Strengths and weakness

This study included multiple observations of biochemical parameters in the first 4 days of patients’ admission into ICU and determined the relationship of different trajectories of biochemical parameters with ICU-mortality among OP poisoning patients. To the best of our knowledge, this is the first study that determined the relationship of biochemical parameters with ICU-mortality among OP poisoning patients using latent profile approach. To the best of our knowledge, this is the first study that compared the two statistical approaches i.e. latent profile research and repeated measures analysis to determine the risk of ICU-mortality among OP poisoning patients. The current study had a reasonably larger sample size by including data of several years from ICU of a tertiary care hospital, which provided generalizable results in our context.

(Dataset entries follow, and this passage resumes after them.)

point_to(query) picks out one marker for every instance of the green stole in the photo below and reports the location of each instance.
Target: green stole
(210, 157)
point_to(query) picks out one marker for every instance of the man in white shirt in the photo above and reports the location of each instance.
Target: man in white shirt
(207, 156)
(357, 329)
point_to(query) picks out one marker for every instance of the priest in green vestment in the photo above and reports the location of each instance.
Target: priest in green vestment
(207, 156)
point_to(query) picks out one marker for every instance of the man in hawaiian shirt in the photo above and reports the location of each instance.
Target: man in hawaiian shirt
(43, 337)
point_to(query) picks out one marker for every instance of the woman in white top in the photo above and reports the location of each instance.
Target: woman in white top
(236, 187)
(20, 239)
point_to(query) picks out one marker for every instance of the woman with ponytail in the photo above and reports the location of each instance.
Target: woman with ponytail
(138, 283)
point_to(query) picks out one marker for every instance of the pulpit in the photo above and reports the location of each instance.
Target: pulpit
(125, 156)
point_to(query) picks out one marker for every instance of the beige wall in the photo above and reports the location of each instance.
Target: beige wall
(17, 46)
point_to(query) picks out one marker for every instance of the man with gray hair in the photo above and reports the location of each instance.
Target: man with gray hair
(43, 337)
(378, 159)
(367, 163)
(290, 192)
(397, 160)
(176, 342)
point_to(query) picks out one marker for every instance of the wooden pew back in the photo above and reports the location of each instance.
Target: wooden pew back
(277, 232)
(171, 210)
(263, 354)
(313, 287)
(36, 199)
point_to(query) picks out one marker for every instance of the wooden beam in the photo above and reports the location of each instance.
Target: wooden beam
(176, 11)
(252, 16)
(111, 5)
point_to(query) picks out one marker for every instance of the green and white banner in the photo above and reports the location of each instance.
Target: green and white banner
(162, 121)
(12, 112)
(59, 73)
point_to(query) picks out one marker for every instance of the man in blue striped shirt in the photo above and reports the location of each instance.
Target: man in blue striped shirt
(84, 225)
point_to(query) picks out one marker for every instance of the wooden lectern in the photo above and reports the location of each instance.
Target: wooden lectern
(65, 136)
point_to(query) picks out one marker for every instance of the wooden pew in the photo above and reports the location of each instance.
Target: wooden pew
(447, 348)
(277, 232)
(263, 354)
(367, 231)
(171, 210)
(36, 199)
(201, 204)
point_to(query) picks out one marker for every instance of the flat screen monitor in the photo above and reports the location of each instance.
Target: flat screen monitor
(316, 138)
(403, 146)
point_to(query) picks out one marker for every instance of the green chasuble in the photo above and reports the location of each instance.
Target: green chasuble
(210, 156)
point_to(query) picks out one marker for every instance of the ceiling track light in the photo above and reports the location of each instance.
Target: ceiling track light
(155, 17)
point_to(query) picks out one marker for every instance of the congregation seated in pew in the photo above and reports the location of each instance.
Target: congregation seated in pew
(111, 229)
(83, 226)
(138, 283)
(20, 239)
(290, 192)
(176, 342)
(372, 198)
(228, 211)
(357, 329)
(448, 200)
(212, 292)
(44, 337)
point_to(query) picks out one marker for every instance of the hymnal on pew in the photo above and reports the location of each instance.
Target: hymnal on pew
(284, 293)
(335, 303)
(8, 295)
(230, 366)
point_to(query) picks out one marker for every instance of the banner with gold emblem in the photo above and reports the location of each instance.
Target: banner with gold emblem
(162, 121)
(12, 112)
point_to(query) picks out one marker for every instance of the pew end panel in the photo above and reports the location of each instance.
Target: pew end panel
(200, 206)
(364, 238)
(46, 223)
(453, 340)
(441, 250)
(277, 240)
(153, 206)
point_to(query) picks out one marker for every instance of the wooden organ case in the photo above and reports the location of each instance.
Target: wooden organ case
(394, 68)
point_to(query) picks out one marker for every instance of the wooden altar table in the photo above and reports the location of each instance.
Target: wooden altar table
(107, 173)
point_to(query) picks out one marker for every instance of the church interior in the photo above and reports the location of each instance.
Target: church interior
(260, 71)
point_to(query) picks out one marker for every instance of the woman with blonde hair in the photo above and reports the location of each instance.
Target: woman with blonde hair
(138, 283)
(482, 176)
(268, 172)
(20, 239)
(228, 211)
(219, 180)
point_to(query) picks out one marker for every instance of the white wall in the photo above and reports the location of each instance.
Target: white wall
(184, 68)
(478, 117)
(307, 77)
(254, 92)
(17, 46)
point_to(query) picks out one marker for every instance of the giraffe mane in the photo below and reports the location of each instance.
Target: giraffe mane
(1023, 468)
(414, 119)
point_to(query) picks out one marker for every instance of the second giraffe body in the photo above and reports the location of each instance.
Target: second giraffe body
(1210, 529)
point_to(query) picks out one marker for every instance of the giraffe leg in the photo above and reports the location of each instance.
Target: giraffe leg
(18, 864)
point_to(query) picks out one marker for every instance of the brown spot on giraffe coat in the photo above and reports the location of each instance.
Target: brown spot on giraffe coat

The current study had an estimated amount of poison ingested from medical records, which might not have been very accurate in terms of the actual amount ingested by the patient. Our study was only limited to routinely performed biochemical analysis among OP poisoning patients and could not include arterial blood gas such as base deficit and other biomarkers such as anticholinesterases, lactate dehydrogenase because the repeated measures of these markers were not available in medical records for trajectory analysis. This study may have survival selection bias because patients who did not survive beyond the first 4 days in ICU were not included in the analysis. The clinical application of the latent profile technique may be limited given the relatively short ICU stay and the requirement of 4 days to identify a distinctive trajectory.

Conclusion

Our study shows that the latent classes of biochemical parameters, high-declining and normal-increasing trajectories for creatinine, extremely high-remitting and normal-increasing trajectories of blood urea nitrogen, and high-remitting trajectory of sodium electrolyte are significant predictors of ICU-mortality among acute OP poisoning patients. The latent profile technique appeared to provide better results and prediction compared to conventional repeated measure analysis for such OP poisoning patients.